No, this is an issue about trust, as far as I'm concerned. It's who do you trust. And I want you to know, I trust the people of this country. I not only trust them to spend their own money more wisely than the federal government will spend it, but I trust the people to provide a compassionate tomorrow for our fellow citizens.

You see, I understand the great strength of this country is not in the halls of government and faraway capitals, it's in the neighborhoods of Kalamazoo, Michigan. It's in the churches and synagogues and mosques that dot this landscape. (Applause.)

We'll debate budgets and line-items and all that, but one thing that can't be debated is the true strength of our country lies in the hearts and souls of citizens who hear the universal call to love a neighbor just like they would like to be loved themselves. The true strength of the country takes place in acts of kindness that no government official probably has ever heard of, where somebody walks across the street and says, what can I do, to somebody who needs a hand.

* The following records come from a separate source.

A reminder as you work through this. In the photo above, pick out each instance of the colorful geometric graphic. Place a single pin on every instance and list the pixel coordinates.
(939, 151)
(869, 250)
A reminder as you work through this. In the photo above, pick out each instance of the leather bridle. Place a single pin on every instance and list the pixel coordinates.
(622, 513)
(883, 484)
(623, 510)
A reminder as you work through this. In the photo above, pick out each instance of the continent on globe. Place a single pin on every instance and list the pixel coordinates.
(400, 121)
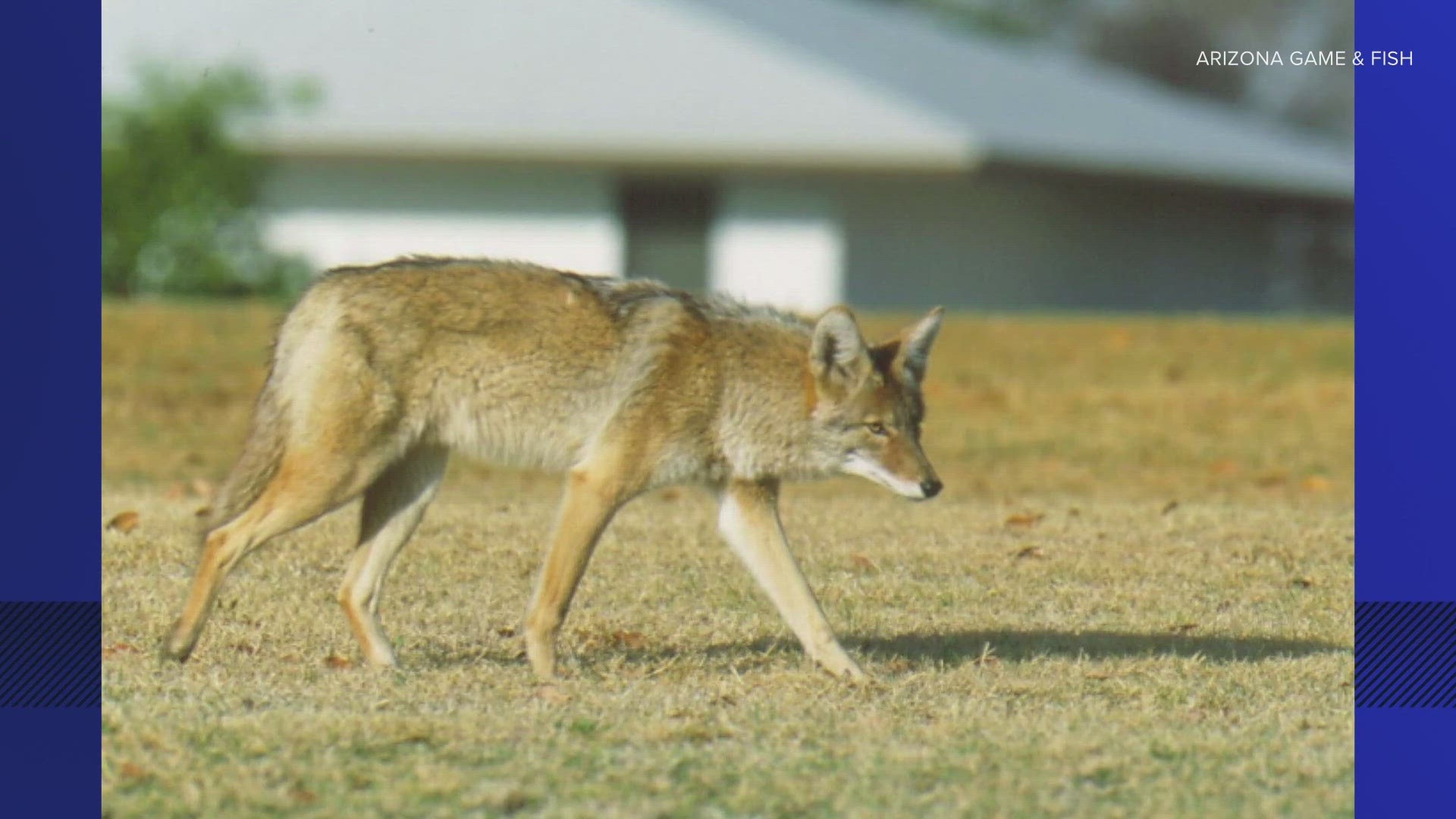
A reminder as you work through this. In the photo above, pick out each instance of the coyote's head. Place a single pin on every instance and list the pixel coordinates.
(867, 406)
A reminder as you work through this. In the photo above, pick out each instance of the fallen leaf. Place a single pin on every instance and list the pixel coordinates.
(629, 639)
(124, 522)
(107, 651)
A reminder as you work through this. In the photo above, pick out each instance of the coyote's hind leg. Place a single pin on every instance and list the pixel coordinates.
(392, 507)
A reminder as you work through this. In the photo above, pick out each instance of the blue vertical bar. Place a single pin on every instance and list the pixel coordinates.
(1405, 295)
(50, 333)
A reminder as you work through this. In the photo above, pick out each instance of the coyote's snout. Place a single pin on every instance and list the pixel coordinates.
(381, 372)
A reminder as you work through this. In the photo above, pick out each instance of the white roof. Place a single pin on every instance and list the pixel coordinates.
(786, 83)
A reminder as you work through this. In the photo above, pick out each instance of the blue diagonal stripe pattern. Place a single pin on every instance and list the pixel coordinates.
(50, 654)
(1405, 654)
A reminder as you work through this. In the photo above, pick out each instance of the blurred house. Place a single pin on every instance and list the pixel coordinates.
(802, 152)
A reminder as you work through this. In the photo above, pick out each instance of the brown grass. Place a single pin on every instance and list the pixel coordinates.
(1133, 599)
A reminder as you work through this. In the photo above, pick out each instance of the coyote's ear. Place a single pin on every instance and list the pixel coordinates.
(837, 352)
(915, 346)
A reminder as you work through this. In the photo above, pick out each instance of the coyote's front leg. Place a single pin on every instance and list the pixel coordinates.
(748, 521)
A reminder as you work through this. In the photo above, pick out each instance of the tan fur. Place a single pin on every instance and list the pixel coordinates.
(628, 385)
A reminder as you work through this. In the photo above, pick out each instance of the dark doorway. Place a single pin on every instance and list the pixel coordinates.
(667, 226)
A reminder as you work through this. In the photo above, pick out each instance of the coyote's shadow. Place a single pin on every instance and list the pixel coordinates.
(956, 648)
(949, 648)
(962, 646)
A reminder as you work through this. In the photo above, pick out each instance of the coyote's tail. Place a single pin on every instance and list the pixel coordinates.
(256, 466)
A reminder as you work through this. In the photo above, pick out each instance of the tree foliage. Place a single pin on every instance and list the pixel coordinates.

Or that Boy Scout or Girl Scout leader who dedicates time to teach a child values. Or the after-school program run by a Girls' Club or Boys' Club, where somebody says, gosh, I'd like to help somebody understand somebody loves them. No, that's what America is all about.

And our federal government not only must trust people with their own money, we must empower the great compassion of America by trusting Americans all across the country. It begins by working on changing the culture of the Nation's Capital, and I think we're making good progress. There's a culture of responsibility beginning to become a part of our Nation's Capital that each of us understand if we're given the awesome tasks that we're responsible for upholding the offices we hold. There's a culture of respect beginning to take hold in the Nation's Capital, where good people can disagree, but on respectful terms. The American people are sick and tired of finger-pointing and name-calling to try to tear somebody down to build themselves up. It's time to have good public policy become the focal point of this Nation's Capital. (Applause.)

And I'm convinced that by changing the tone of Washington and by setting lofty goals and remembering where the great strength of this country comes from, that this land of ours can achieve anything we set our mind to; that not only will this economy come roaring out of its doldrums, but we'll be a land where the fabric is made up of groups and loving centers that really say to somebody, I really want you -- I want you to succeed; that the American hope belongs to everybody who lives in this great land.

I love being your President. I'm honored you're here. Thank you for giving me a chance to state my case. And God bless. (Applause.)